Сначала показалось странным, что Блок выбрал для жизни место, столь несвойственное его поэзии. Это была заводская дымная окраина. Дом стоял далеко от шума и огней Невского. Он был вынесен, как передовой форт, в устье Невы и первый встречал удары бурь и наводнений.
Странность этого блоковского жилища требовала объяснения. Оно заключалось, очевидно, в желании поэта уйти в свой дом, как в крепость, приблизить его к заливу, к рано затихающей окраине, где по ночам шумит за стеной терпеливый обветренный вяз.
Можно, отложив книгу, слушать шелест его холодных листьев и скрип горячей воды в батарее отопления и думать о том, «как мы, поэты, ценим жизнь в мимолетных мелочах».
Кто знает, может быть это желание и руководило Блоком, когда он выбирал свое жилище.
Мы выехали из Ленинграда в Нарву в яркое льдистое утро.
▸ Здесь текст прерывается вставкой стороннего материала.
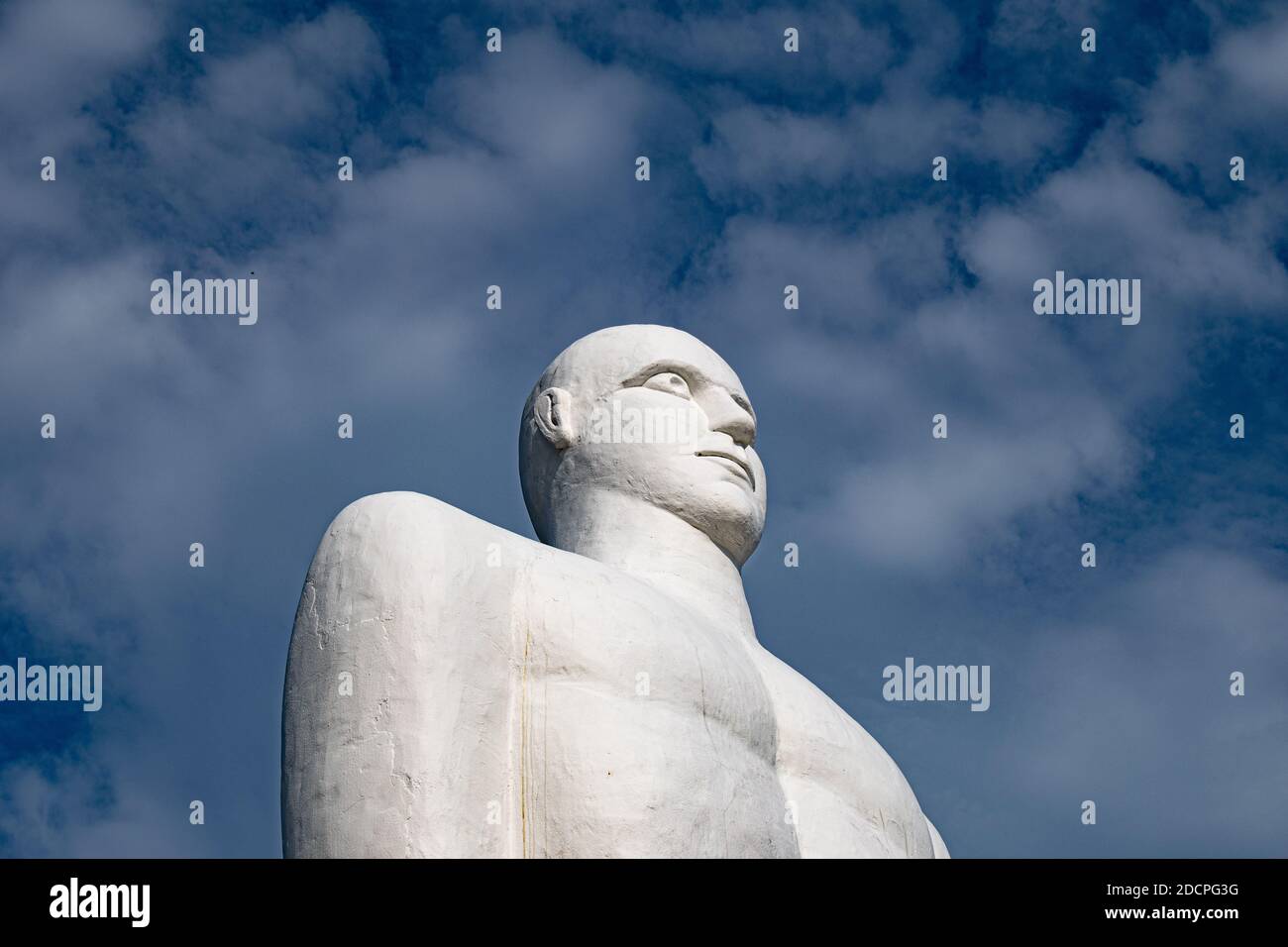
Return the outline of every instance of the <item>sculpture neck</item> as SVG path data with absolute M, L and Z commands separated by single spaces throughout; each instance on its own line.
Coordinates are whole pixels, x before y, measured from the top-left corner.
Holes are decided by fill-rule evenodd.
M 715 626 L 756 636 L 738 566 L 668 510 L 583 490 L 560 508 L 549 542 L 647 582 Z

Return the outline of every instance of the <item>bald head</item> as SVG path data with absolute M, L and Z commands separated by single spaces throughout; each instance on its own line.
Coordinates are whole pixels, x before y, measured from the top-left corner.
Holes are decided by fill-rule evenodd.
M 667 326 L 613 326 L 564 349 L 528 397 L 519 433 L 523 496 L 537 536 L 587 492 L 680 517 L 739 566 L 765 518 L 756 420 L 737 374 Z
Крутая синяя волна плескалась в невский берег.
Мы ошиблись дорогой, поехали на Пулково и потом долго выбирались по проселку, заваленному валунами, на Нарвское шоссе.
Слева от дороги виднелись в тумане Дудергофские высоты. Потом осталось позади просторное Красное село и пошли низкорослые сосновые леса и рыжие пески. Они тянулись до самого Кингисеппа, до старого Ямбурга – старинного города, не собранного, как все города, в одном центре, а разбросанного отдельными домами по обширной низменности, перерезанной рекой.
Ближе к вечеру над теснинами пенистой реки Нарвы показались громады крепости в Ивангороде, а на другом берегу – стрельчатый средневековый город Нарва.
Когда-то он был, должно быть, тесен. Но сейчас, после разрушений войны, его дома подымались среди пустырей. Цементная пыль лежала на мостовых. Город строился.